O Ministério Público do Distrito Federal e Territórios (MPDFT) apresentou uma ação contra Bruno Henrique, atacante do Flamengo, por manipulação de resultados esportivos. A denúncia, feita pelo Grupo de Atuação Especial de Combate ao Crime Organizado (Gaeco), inclui três crimes: manipulação de resultado, estelionato consumado em coautoria e tentativa de estelionato em coautoria, este último em duas ocasiões.
Na ação, os promotores solicitaram que o jogador pague R$ 2 milhões como reparação por danos morais coletivos. O MP argumenta que esse valor é necessário para assegurar a presença do atleta nos processos judiciais e prevenir qualquer tentativa de obstrução das investigações. Segundo eles, “Bruno Henrique mantém, até o presente momento, sua atividade profissional como atleta do Clube de Regatas do Flamengo”, o que faz com que seja um risco de que ele não compareça aos atos do processo.

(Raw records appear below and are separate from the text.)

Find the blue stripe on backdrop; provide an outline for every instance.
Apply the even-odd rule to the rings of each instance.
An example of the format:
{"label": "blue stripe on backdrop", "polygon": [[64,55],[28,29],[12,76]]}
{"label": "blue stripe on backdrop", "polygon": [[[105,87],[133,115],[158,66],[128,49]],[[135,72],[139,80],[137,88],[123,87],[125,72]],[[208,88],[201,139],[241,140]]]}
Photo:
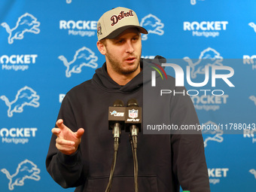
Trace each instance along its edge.
{"label": "blue stripe on backdrop", "polygon": [[[96,23],[114,7],[133,9],[141,25],[148,19],[157,21],[142,35],[144,57],[181,59],[184,69],[189,63],[183,58],[197,61],[209,50],[214,56],[236,59],[227,64],[235,71],[235,88],[224,87],[227,93],[221,99],[191,98],[201,123],[256,123],[255,1],[123,0],[104,5],[83,0],[0,2],[0,191],[74,190],[61,188],[45,170],[50,130],[62,96],[91,78],[104,62],[96,46]],[[25,20],[32,27],[22,25]],[[72,71],[77,56],[86,53],[94,58],[90,66]],[[17,98],[23,93],[32,99],[17,109],[14,105],[23,104]],[[204,142],[212,191],[255,190],[255,132],[227,135],[218,130],[204,135]],[[9,184],[18,168],[27,165],[34,167],[34,176],[22,186]]]}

Os promotores destacaram a importância da fiança como um mecanismo para garantir que Bruno Henrique não apenas compareça ao processo, mas também para assegurar o ressarcimento dos danos causados pela prática dos crimes denunciados. Essa medida, segundo o Gaeco, é prevista no artigo 336 do Código de Processo Penal.

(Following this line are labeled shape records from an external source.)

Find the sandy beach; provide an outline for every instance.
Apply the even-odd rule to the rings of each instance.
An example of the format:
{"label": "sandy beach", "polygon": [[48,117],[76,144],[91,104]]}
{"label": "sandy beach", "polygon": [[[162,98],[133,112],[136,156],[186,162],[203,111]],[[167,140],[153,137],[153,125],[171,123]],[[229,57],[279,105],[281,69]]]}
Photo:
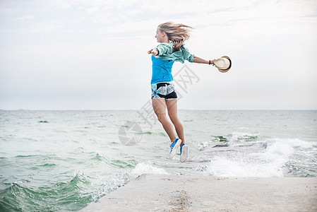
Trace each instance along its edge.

Este caso levanta questões importantes sobre a integridade do esporte e o impacto que a manipulação de resultados pode ter nas competições e na confiança do público. O MPDFT continua a investigar as circunstâncias em torno das alegações contra Bruno Henrique, em um momento em que o jogador é uma figura central no futebol brasileiro, participando de competições relevantes.